The problem is, I do not like to have autohiding panels in GNOME, and I like window decorations and Compiz effects, so the desktop settings for playing would have to be turned on before playing, and off after that. The next problem in the line is that I don't like performing repetitive tasks such as pointing, clicking and choosing options from menus every time I feel like playing a game. Since I already click a button to start Regnum, it would be cool to have all configuration stuff happen by just clicking that same button. Obviously, that means automating all the configuration by placing the corresponding commands in a script, and making the Regnum button execute that script.

Stopping Compiz

That part was easy. We want to switch from Compiz to Metacity, which can be done with:

metacity --replace

Autohiding GNOME panels

Some googling yielded this ubuntu-tutorials page, which led me to:

gconftool-2 --set "/apps/panel/toplevels/top_panel_screen0/auto_hide" --type bool "true"
gconftool-2 --set "/apps/panel/toplevels/bottom_panel_screen0/auto_hide" --type bool "true"
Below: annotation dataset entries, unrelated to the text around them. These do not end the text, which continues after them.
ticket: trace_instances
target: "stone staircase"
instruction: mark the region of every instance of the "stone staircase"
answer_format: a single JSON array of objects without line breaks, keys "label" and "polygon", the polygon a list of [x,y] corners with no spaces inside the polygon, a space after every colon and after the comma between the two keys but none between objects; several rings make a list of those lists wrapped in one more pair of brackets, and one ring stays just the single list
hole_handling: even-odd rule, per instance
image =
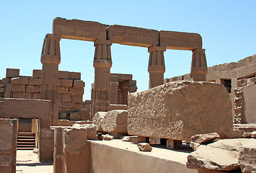
[{"label": "stone staircase", "polygon": [[17,150],[32,150],[35,148],[35,136],[32,132],[18,132]]}]

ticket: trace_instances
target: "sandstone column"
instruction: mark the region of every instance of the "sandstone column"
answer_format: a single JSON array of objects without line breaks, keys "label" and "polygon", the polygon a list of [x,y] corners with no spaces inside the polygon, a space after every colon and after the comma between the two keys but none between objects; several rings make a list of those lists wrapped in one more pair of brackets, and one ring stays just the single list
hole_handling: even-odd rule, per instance
[{"label": "sandstone column", "polygon": [[[58,125],[58,76],[61,62],[61,36],[46,35],[41,55],[43,63],[41,99],[51,101],[51,125]],[[50,127],[49,127],[50,128]]]},{"label": "sandstone column", "polygon": [[92,119],[99,111],[107,111],[110,106],[110,68],[112,59],[110,40],[94,42],[94,86],[92,97]]},{"label": "sandstone column", "polygon": [[110,82],[110,103],[118,104],[118,81]]},{"label": "sandstone column", "polygon": [[165,72],[164,46],[152,45],[149,48],[149,61],[148,71],[149,73],[149,88],[153,88],[164,84],[164,74]]},{"label": "sandstone column", "polygon": [[192,50],[191,77],[193,81],[206,81],[207,63],[205,49],[197,48]]}]

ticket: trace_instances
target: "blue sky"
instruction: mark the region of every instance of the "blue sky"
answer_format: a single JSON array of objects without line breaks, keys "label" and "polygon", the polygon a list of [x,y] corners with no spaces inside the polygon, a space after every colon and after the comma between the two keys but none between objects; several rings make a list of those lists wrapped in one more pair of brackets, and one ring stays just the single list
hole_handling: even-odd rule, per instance
[{"label": "blue sky", "polygon": [[[199,33],[208,66],[256,53],[256,1],[2,1],[0,4],[0,79],[6,68],[32,76],[41,69],[43,41],[55,17],[96,21],[156,30]],[[111,73],[131,74],[138,91],[149,87],[145,48],[113,44]],[[93,43],[62,39],[59,69],[79,71],[90,99]],[[164,78],[190,73],[191,51],[164,53]]]}]

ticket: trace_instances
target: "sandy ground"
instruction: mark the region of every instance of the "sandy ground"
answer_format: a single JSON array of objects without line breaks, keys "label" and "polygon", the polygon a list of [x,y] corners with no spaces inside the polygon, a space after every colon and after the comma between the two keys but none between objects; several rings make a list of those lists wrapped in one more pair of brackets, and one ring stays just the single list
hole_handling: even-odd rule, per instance
[{"label": "sandy ground", "polygon": [[40,162],[32,150],[17,151],[17,173],[52,173],[53,162]]}]

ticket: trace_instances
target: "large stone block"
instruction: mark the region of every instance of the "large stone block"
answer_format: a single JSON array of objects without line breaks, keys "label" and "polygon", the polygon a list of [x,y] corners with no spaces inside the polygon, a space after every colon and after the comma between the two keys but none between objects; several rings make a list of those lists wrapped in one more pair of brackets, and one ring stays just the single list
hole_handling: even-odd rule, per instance
[{"label": "large stone block", "polygon": [[7,92],[26,92],[26,86],[25,85],[18,85],[18,84],[7,84],[6,87]]},{"label": "large stone block", "polygon": [[29,77],[17,77],[11,80],[12,84],[28,84]]},{"label": "large stone block", "polygon": [[113,43],[149,48],[159,43],[157,30],[122,25],[111,25],[107,36]]},{"label": "large stone block", "polygon": [[73,128],[86,129],[87,139],[97,140],[96,125],[93,124],[74,124]]},{"label": "large stone block", "polygon": [[69,71],[58,71],[58,79],[69,79]]},{"label": "large stone block", "polygon": [[53,34],[61,38],[95,41],[106,40],[107,25],[96,22],[66,19],[57,17],[53,20]]},{"label": "large stone block", "polygon": [[41,85],[41,79],[40,78],[30,78],[30,85],[37,85],[37,86],[40,86]]},{"label": "large stone block", "polygon": [[40,92],[40,86],[36,85],[30,85],[27,86],[26,91],[27,92]]},{"label": "large stone block", "polygon": [[111,133],[127,133],[127,110],[107,112],[103,117],[102,130]]},{"label": "large stone block", "polygon": [[197,33],[160,31],[160,45],[167,49],[192,50],[202,48],[202,37]]},{"label": "large stone block", "polygon": [[19,69],[6,68],[6,78],[19,77]]},{"label": "large stone block", "polygon": [[231,137],[232,128],[229,94],[219,84],[169,82],[128,95],[130,135],[189,140],[216,132]]},{"label": "large stone block", "polygon": [[42,77],[42,70],[33,70],[33,78],[40,79]]},{"label": "large stone block", "polygon": [[73,85],[73,81],[69,79],[61,79],[61,86],[66,86],[66,87],[71,87]]},{"label": "large stone block", "polygon": [[97,131],[102,131],[102,121],[107,112],[97,112],[92,118],[92,123],[96,125]]},{"label": "large stone block", "polygon": [[81,80],[74,80],[73,86],[74,87],[84,87],[85,84]]},{"label": "large stone block", "polygon": [[16,172],[17,120],[0,118],[0,172]]},{"label": "large stone block", "polygon": [[81,73],[79,73],[79,72],[69,72],[69,79],[81,80]]}]

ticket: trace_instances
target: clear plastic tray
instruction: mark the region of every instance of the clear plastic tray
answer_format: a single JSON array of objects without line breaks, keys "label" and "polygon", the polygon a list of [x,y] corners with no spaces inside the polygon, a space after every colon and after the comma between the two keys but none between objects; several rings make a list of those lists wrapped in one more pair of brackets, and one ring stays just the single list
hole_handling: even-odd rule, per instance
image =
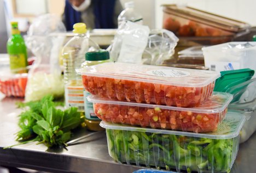
[{"label": "clear plastic tray", "polygon": [[106,122],[195,133],[216,131],[232,99],[230,94],[213,92],[199,107],[181,108],[88,97],[96,115]]},{"label": "clear plastic tray", "polygon": [[24,97],[27,81],[27,73],[14,74],[11,72],[9,65],[1,67],[0,91],[6,96]]},{"label": "clear plastic tray", "polygon": [[77,70],[92,95],[120,101],[183,107],[201,104],[220,75],[213,71],[108,63]]},{"label": "clear plastic tray", "polygon": [[115,125],[101,121],[106,129],[108,152],[114,160],[137,166],[176,169],[188,172],[225,172],[230,170],[245,121],[228,113],[217,131],[194,133]]}]

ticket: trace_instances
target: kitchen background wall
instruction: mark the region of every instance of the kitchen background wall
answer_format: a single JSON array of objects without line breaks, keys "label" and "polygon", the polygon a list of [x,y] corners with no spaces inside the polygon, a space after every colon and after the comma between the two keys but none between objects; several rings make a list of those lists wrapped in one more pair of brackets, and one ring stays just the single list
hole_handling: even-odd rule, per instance
[{"label": "kitchen background wall", "polygon": [[[107,1],[107,0],[106,0]],[[131,0],[120,0],[124,4]],[[223,15],[247,22],[256,26],[255,0],[133,0],[135,9],[141,13],[144,24],[150,28],[161,28],[163,4],[183,3],[202,10]],[[16,2],[17,11],[26,10],[33,13],[33,16],[43,13],[55,13],[61,15],[65,0],[0,0],[0,53],[5,52],[5,44],[10,34],[11,20],[18,20],[20,29],[26,32],[28,22],[33,20],[33,16],[19,15],[14,13],[13,3]],[[33,5],[31,5],[33,3]],[[33,8],[27,9],[28,7]],[[15,11],[14,11],[15,12]]]}]

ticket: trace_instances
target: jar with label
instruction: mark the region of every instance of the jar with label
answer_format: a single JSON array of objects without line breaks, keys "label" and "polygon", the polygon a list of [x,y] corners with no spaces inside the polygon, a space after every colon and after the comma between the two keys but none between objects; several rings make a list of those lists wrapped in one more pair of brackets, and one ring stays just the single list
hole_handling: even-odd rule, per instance
[{"label": "jar with label", "polygon": [[11,36],[7,41],[7,52],[10,58],[10,67],[13,73],[27,72],[27,55],[26,45],[17,22],[11,22]]},{"label": "jar with label", "polygon": [[[105,50],[88,52],[85,54],[85,61],[82,64],[81,67],[109,62],[109,53]],[[90,94],[84,90],[84,102],[85,116],[85,124],[87,128],[91,131],[99,131],[104,130],[100,126],[101,120],[95,115],[92,102],[87,100],[87,96]]]}]

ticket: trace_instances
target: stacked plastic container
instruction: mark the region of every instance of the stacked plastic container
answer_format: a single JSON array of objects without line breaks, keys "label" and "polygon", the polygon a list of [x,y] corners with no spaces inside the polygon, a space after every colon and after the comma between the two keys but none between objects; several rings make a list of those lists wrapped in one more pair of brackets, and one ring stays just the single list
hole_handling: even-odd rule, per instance
[{"label": "stacked plastic container", "polygon": [[231,169],[245,119],[230,116],[219,127],[232,96],[213,92],[218,73],[117,63],[77,72],[115,160],[177,171]]}]

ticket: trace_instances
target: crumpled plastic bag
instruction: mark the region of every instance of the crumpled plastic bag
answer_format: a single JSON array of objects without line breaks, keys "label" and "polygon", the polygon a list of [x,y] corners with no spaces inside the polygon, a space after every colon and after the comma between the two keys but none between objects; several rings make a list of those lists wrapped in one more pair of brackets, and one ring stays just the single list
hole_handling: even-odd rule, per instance
[{"label": "crumpled plastic bag", "polygon": [[161,65],[171,58],[179,39],[171,31],[153,29],[127,22],[119,27],[108,48],[112,61]]},{"label": "crumpled plastic bag", "polygon": [[179,39],[166,29],[154,29],[150,32],[144,51],[143,64],[160,65],[170,59],[174,53],[174,48]]},{"label": "crumpled plastic bag", "polygon": [[130,21],[118,29],[113,43],[108,48],[113,61],[141,64],[147,46],[149,28]]},{"label": "crumpled plastic bag", "polygon": [[59,63],[66,28],[60,17],[47,14],[34,20],[25,37],[27,47],[37,57],[28,73],[25,101],[41,99],[47,95],[64,95],[64,83]]}]

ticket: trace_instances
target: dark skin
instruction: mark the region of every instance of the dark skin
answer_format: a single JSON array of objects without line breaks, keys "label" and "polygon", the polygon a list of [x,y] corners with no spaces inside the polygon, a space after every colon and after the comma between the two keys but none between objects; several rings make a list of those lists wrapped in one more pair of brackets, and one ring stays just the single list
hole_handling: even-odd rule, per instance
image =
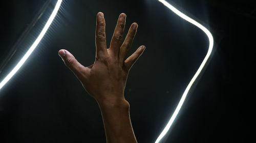
[{"label": "dark skin", "polygon": [[145,49],[139,47],[126,59],[136,34],[138,24],[133,23],[122,43],[126,15],[121,13],[108,48],[103,14],[97,14],[95,61],[89,67],[81,65],[65,49],[58,51],[65,65],[75,74],[84,89],[97,101],[102,117],[106,142],[135,143],[130,117],[130,104],[124,89],[130,70]]}]

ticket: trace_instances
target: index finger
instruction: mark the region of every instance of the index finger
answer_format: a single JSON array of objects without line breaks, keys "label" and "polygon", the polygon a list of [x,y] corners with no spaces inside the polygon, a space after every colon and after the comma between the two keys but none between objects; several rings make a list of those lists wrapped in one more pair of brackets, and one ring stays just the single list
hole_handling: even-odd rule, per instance
[{"label": "index finger", "polygon": [[103,13],[100,12],[97,14],[96,28],[95,31],[95,45],[96,56],[105,53],[106,51],[105,23]]}]

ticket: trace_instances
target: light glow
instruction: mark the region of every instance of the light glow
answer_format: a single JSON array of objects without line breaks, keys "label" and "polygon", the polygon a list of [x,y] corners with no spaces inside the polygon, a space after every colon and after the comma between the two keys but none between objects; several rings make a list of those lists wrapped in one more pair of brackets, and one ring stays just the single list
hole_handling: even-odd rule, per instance
[{"label": "light glow", "polygon": [[3,81],[2,81],[0,83],[0,90],[6,84],[6,83],[7,83],[7,82],[8,82],[8,81],[17,72],[17,71],[19,69],[19,68],[20,68],[20,67],[22,66],[22,65],[23,65],[24,63],[26,62],[27,59],[28,59],[28,58],[29,57],[30,54],[31,54],[31,53],[35,49],[35,48],[36,48],[39,42],[40,42],[42,37],[46,34],[46,32],[48,30],[50,25],[52,23],[53,19],[54,19],[54,17],[55,17],[55,16],[57,14],[57,12],[58,12],[59,9],[62,1],[62,0],[58,0],[55,5],[55,7],[53,9],[52,14],[51,14],[51,16],[50,16],[48,20],[46,22],[46,25],[44,27],[44,28],[42,29],[42,31],[39,35],[38,37],[37,37],[37,38],[34,42],[32,46],[29,48],[28,51],[27,51],[26,54],[23,56],[20,61],[19,61],[18,64],[16,65],[16,66],[15,66],[13,69],[7,75],[7,76],[6,76],[6,77],[5,78],[4,78],[4,80],[3,80]]},{"label": "light glow", "polygon": [[209,48],[208,50],[208,52],[206,54],[206,55],[205,56],[205,58],[202,62],[202,64],[198,68],[197,72],[192,78],[192,79],[191,79],[190,81],[188,83],[188,85],[187,85],[187,87],[185,90],[185,91],[184,92],[183,94],[181,97],[181,99],[180,99],[180,102],[179,102],[179,104],[178,104],[178,106],[177,106],[176,109],[175,109],[175,111],[166,126],[165,126],[163,130],[162,131],[160,135],[158,136],[156,141],[155,142],[155,143],[158,143],[161,140],[161,139],[162,139],[162,138],[164,136],[164,135],[166,134],[169,129],[170,128],[170,127],[172,126],[172,125],[173,124],[174,120],[176,118],[177,116],[178,115],[178,113],[179,113],[179,111],[180,111],[181,107],[182,106],[184,101],[187,95],[187,93],[189,91],[191,87],[192,86],[194,82],[195,82],[195,81],[198,77],[198,75],[201,73],[202,70],[204,68],[205,63],[206,63],[206,62],[207,61],[208,59],[209,59],[209,57],[210,56],[210,54],[211,53],[211,51],[212,51],[212,48],[214,47],[214,38],[212,37],[212,35],[205,27],[203,26],[201,24],[196,21],[195,20],[189,17],[188,16],[185,15],[184,13],[182,13],[181,12],[177,10],[176,8],[174,7],[166,1],[164,0],[158,0],[158,1],[161,3],[163,3],[163,4],[164,4],[165,6],[168,7],[171,11],[172,11],[175,14],[176,14],[177,15],[178,15],[184,20],[193,24],[194,25],[196,25],[196,26],[200,28],[201,30],[202,30],[209,38]]}]

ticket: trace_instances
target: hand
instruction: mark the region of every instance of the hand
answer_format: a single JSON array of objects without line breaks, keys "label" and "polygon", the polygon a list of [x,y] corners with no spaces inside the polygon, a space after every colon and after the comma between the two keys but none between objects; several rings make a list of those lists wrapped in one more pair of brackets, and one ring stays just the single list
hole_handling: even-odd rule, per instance
[{"label": "hand", "polygon": [[95,61],[89,67],[81,65],[68,50],[61,49],[58,51],[65,65],[98,102],[113,103],[124,99],[124,91],[130,70],[145,49],[144,46],[140,46],[125,60],[138,26],[135,22],[132,23],[121,44],[125,18],[125,14],[119,15],[110,47],[107,48],[103,14],[97,14]]}]

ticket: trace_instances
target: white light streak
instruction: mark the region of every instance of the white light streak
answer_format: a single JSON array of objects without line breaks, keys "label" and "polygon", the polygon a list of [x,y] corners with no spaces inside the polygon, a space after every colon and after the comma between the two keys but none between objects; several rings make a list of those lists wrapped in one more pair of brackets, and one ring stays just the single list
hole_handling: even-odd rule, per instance
[{"label": "white light streak", "polygon": [[167,124],[166,126],[163,129],[163,130],[162,131],[160,135],[158,136],[157,138],[155,143],[158,143],[161,139],[164,136],[164,135],[166,134],[167,131],[169,130],[169,129],[170,128],[170,127],[173,124],[173,123],[174,121],[174,120],[176,118],[178,113],[179,113],[179,111],[180,111],[181,107],[182,106],[182,105],[184,103],[184,101],[185,100],[185,99],[186,98],[186,97],[187,96],[187,93],[189,91],[189,90],[191,88],[191,86],[192,84],[193,84],[194,82],[198,77],[198,75],[200,73],[201,71],[203,69],[203,67],[204,67],[204,65],[205,65],[205,63],[207,61],[208,59],[209,59],[209,57],[211,53],[211,51],[212,50],[212,48],[214,47],[214,38],[212,37],[212,35],[210,33],[210,32],[204,26],[202,25],[201,24],[198,23],[198,22],[196,21],[195,20],[193,19],[192,18],[189,17],[188,16],[186,16],[185,15],[184,13],[182,13],[178,10],[177,10],[176,8],[174,7],[173,6],[172,6],[170,4],[169,4],[168,2],[164,0],[158,0],[159,2],[161,3],[163,3],[165,6],[168,7],[170,10],[172,10],[173,12],[174,12],[175,14],[177,15],[179,15],[180,17],[184,19],[184,20],[189,22],[190,23],[193,24],[194,25],[196,25],[199,28],[200,28],[201,30],[202,30],[207,35],[208,38],[209,38],[209,49],[208,50],[208,52],[206,54],[206,55],[205,56],[205,58],[204,58],[204,60],[202,62],[202,64],[201,64],[200,66],[199,67],[199,68],[197,70],[197,72],[195,74],[195,75],[193,76],[192,78],[192,79],[191,79],[190,81],[188,83],[188,85],[187,85],[187,87],[186,87],[186,89],[185,90],[185,91],[184,92],[183,94],[182,95],[182,96],[181,97],[181,99],[180,100],[180,102],[179,102],[179,104],[178,104],[177,107],[176,107],[176,109],[175,109],[175,111],[174,111],[174,113],[173,114],[173,116],[170,119],[170,120]]},{"label": "white light streak", "polygon": [[52,22],[52,21],[54,19],[58,10],[59,9],[60,6],[60,4],[61,4],[62,0],[58,0],[57,2],[55,7],[51,14],[48,20],[46,22],[46,25],[44,27],[42,31],[39,35],[38,37],[36,38],[35,42],[33,43],[32,46],[29,48],[28,51],[26,53],[26,54],[23,56],[20,61],[18,63],[18,64],[15,66],[13,69],[7,75],[7,76],[1,81],[0,83],[0,90],[8,82],[8,81],[12,78],[12,77],[17,72],[17,71],[20,68],[20,67],[23,65],[23,64],[26,62],[27,59],[29,57],[30,54],[32,53],[34,50],[35,49],[39,42],[41,41],[42,37],[46,34],[46,32],[48,30],[50,25]]}]

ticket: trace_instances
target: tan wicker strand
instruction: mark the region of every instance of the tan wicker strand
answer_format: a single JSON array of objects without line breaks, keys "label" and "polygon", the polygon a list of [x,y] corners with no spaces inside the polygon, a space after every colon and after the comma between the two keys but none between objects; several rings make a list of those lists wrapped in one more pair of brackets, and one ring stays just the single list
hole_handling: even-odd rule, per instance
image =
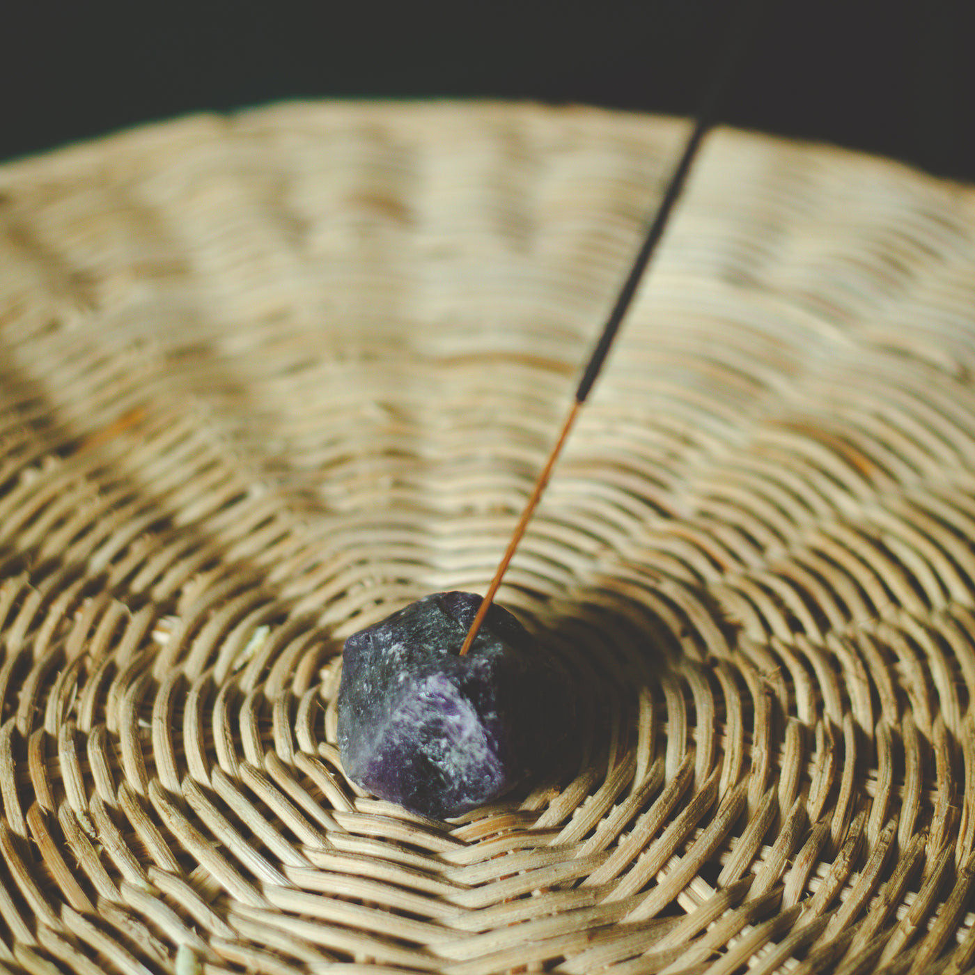
[{"label": "tan wicker strand", "polygon": [[350,633],[483,591],[686,131],[285,104],[0,168],[0,970],[960,973],[975,189],[706,142],[501,602],[571,745],[345,778]]}]

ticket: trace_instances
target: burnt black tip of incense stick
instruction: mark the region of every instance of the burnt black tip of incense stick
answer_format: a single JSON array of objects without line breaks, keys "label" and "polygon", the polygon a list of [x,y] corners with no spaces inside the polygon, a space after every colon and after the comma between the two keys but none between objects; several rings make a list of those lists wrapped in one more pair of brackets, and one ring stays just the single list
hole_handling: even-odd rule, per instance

Eliminating window decorations

All you can google about it will lead you to a little wonder called Devil's Pie. In short, it's a kind of daemon that checks for windows that match some user-defined rules, and performs on them the corresponding user-defined actions.

In my case, I defined a rule (in ~/.devilspie/regnum.ds):

(if
    (is (application_name) "Untitled window")
    (begin
        (undecorate)
    )
)

Running devilspie from the command line will show the properties of all open windows, which will help you create the appropriate condition for the rule. In my case, apparently the final Regnum window is identified only as "Untitled window".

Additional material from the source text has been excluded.